Christians call the management of temporal goods “stewardship,” and we don’t pretend it is always easy. But Dante isn’t concerned with money difficulties so much as its vicious mismanagement (contrary to some theologies and politics,for Dante you don’t belong in Hell for being poor). The profligate and the greedy in Dante’s Hell are two sides of the same coin of useless activity, consigned to forever accusing their supposed opposites of error while participating in the same activity, viz., rolling the stone wheels.
Unique among the lost souls, these ones are indiscernible as individuals. Pinsky suggests they become identical in death like the coins they squandered in life, and Virgil compares this to their “undiscerning” behavior in life. That is, hoarding and wasting are both frivolous because they mean we don’t reason about how best to use our resources and then choose wisely; either default is an irresponsible position. I am reminded of Scrooge’s words to the charity gentlemen (his cheerful nephew present to offer ironic commentary) at the beginning of the Muppets’ Christmas Carol:
SCROOGE: I do not make merry myself at Christmas—
FRED: That certainly is true.
SCROOGE: And I cannot afford to make idle people merry—
FRED: That certainly is not true!
Scrooge doesn’t really withhold his donation because people are idle; that’s an excuse to justify his miserliness. The fact is that he never chooses to spend his money, and much of the point of Dickens’s tale is that even the poor can find joy and community when they spend what little they have on it.
Canto VIII
Filippo Argenti the Wrathful
What strikes me in this episode is how joyfully Virgil responds to the pilgrim’s disdain of his wrathful Venetian enemy and then how the pilgrim thanks God for the dead soul’s “[f]ierce mangling by the people of the mud” (l.56). We would consider this a lack of compassion to a living person, but in the hard logic of the afterlife Argenti suffers a just judgment for his unrepentant sinfulness while alive. Virgil even says Argenti was “[a]rrogant in his vice” while alive and that his soul remains furious in death because “[n]o goodness whatever / Adorn[s] his memory” (l.44-5). As we have seen before, the souls in Hell almost don’t even realize where they are, or at least they remain (willfully) mired in their sins and their blindness to ultimate things, worried still about earthly life. The pilgrim’s rejection indicates to Virgil that he is beginning to see with the godly perspective that loves justice fiercely.
Canto IX
Medusa and the “Veil of these Strange Verses”
We are not surprised that Virgil warns the pilgrim against looking at Medusa because we know the myth of how her gaze turns the viewer into stone. What is more surprising is how Dante loads the image with additional allegorical significance:
. . . . O you whose mind is clear:
Understand well the lesson that underlies
The veil of these strange verses I have written. (IX.54-56)

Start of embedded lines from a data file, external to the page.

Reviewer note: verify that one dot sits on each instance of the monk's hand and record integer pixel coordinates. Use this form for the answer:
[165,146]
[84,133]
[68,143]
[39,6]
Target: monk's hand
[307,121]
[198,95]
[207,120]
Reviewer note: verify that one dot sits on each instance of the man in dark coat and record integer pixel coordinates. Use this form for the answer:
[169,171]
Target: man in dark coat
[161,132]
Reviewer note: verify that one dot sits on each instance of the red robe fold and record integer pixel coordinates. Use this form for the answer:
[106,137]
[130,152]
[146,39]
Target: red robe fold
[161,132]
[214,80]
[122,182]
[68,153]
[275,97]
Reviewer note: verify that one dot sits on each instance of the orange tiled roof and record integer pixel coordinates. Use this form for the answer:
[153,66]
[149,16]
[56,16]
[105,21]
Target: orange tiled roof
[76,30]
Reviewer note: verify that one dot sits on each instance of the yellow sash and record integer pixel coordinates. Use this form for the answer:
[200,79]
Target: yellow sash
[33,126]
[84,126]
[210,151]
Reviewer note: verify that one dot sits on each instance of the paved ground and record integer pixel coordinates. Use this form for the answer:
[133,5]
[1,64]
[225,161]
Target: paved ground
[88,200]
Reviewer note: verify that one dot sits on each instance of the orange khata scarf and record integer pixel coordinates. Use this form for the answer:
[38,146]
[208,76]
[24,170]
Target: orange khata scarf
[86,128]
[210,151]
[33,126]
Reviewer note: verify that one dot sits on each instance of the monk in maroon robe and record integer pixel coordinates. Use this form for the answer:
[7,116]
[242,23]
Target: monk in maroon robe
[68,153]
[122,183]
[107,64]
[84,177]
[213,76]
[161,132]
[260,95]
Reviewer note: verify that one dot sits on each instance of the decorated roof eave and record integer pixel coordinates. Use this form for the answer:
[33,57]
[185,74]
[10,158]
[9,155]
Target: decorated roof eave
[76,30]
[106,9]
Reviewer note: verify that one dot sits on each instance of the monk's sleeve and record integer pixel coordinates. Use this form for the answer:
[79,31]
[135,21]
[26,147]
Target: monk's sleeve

Pinsky takes these lines as a justification for allegory and as a lesson about interpretive authority, viz., that the incomplete or unperfected soul should not expect to see things directly, plainly, or clearly. So put, it suggests the perfected soul might be able to perceive truth without the need of interpretation. That idea has some currency in contemporary evangelical thought, but I find James Smith persuasive on this point when he argues that finitude is part of being human and that interpretation as such is not, therefore, a problem. It may be significant that Dante’s allegory encompasses the whole of spiritual experience: sinfulness, sanctification, and salvation. We might think that we’re familiar enough with our sinful state not to require allegory to see it, or, alternatively, that the pilgrim, purified by his journey, would perceive Paradise more or less directly, so that at some point in the poem Dante could dispense with allegory, but that’s not the case.
Instead, it may not be necessary to read this scene as a problem of interpretation and experience or authority but rather as several other possible meanings. For instance, it could be the allegorical epitome of sin itself. Mythologically, Medusa always represents a simultaneous attraction and repulsion; she is something one wants to see for the sake of knowing or experiencing, and yet one must resist for fear of one’s life. Similarly, we know sin leads to death and yet we seek out sinful experiences for their own sake. Or, Medusa could represent death, which cannot be literally known because it is the negation of the self that knows. Or, she could be an image of some other forbidden knowledge, which we might seek in sinful curiosity but that ultimately stuns the soul (see this article in First Thingsfor a description of the soul-crushing vice of acedia in relation to curiositas).
If I could be permitted a brief aside, here, it’s interesting to contrast what some see as the beauty/horror dynamic of Medusa with that of the Sirens. Odysseus survives the Sirens’ seductive and destructive song by having himself bound, but there is no obvious way to game Medusa’s magic. If it is appropriate to speak of her as beautiful, it must be in a different way than the Sirens’ song is—to the point that it may not be helpful to call the Medusa’s attraction “beauty” at all.
Canto X
The Heretics
Pinsky’s notes are helpful in explaining the unusual sense of time in this canto. Medieval theory believed heresy a “sin of the reason rather than the will,” and if understanding of the present means a negotiation of past and future, then the heretics’ lack of understanding is reflected in their blindness to the present, their inability to understand their moment in a temporal context.
This interests me first because I think most of us would now consider heresy a matter of the will. If you listen to William Lane Craig’s Reasonable Faith podcast, you’ll hear many examples of thoughtful people who can recognize the reasonableness of Christianity but seem willfully resistant to accepting it, determined instead to live consciously or unconsciously in a contradiction rather than bow to a higher truth.
At the same time, this medieval theory, despite creating a confusion in this canto that is lost on us in the 21st century, suggests something interesting about the contingency of reason as a faculty of concrete, finite, temporary beings. Understanding for Dante does not give one a view “beyond” or “outside” of time so much as a theory of time from within time (“theory” from the Greek theoria, “speculation”—and “speculate” from Latin specere, to look; thus, an observation or view in figurative senses similar to English). What we can know must be known precisely within our limitations, our finitude, and the awareness of my finitude is the beginning of my discovery that some other force must be at work in the world and, indeed, must be the explanation for the existence of the world at all. At least, it always seemed so to me, even from a young age.